Siswi SMPN 1 Denpasar Jayanti Wimbakara Baca Puisi Anyar
- By I Made Sugianto
- 07 Februari 2023
DENPASAR – Pemerintah Provinsi Bali menggelar wimbakara (lomba) ngwacen puisi Bali anyar serangkaian perayaan Bulan Bahasa Bali V di kalangan Ayodya, Taman Budaya Provinsi Bali, Selasa (7/2). Wimbakara diikuti 19 peserta tingkat SMP. Mereka membawakan puisi wajib ‘Pasisi Sanur’ karya Made Sangra (alm) dan satu puisi pilihan. Dewan juri memutuskan Ni Putu Renaisan Andara Teja, siswa SMPN 1 Denpasar sebagai jayanti atau jura pertama. Disusul juara II I Made Suartama Yasa dari SMPN 14 Denpasar dan juara III I Gusti Ayu Andhini Iswari dari SMPN 6 Denpasar.
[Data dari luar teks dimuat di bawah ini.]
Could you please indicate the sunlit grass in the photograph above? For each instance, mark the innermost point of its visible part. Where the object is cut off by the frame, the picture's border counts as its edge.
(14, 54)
Ekspresi Ni Putu Renaisan tampak sedikit kaget ketika dewan juri yang terdiri dari Ketut Sudewa (akademisi), Putu Supartika (sastrawan), dan Made Sugianto (sastrawan) membacakan hasil penilaian. Siswi SMPN 1 Denpasar ini sempat tidak yakin mampu menjuarai lomba bergengsi tingkat provinsi itu. “Sedikit ragu karena ada beberapa kurang pas saat saya tampil,” ungkap Renaisan. Putri dari Ketut Ari Teja ini sejak SD sering mengikuti lomba baca puisi. Dia pun senang bisa tampil di lomba puisi Bali yang digelar Pemerintah Provinsi Bali.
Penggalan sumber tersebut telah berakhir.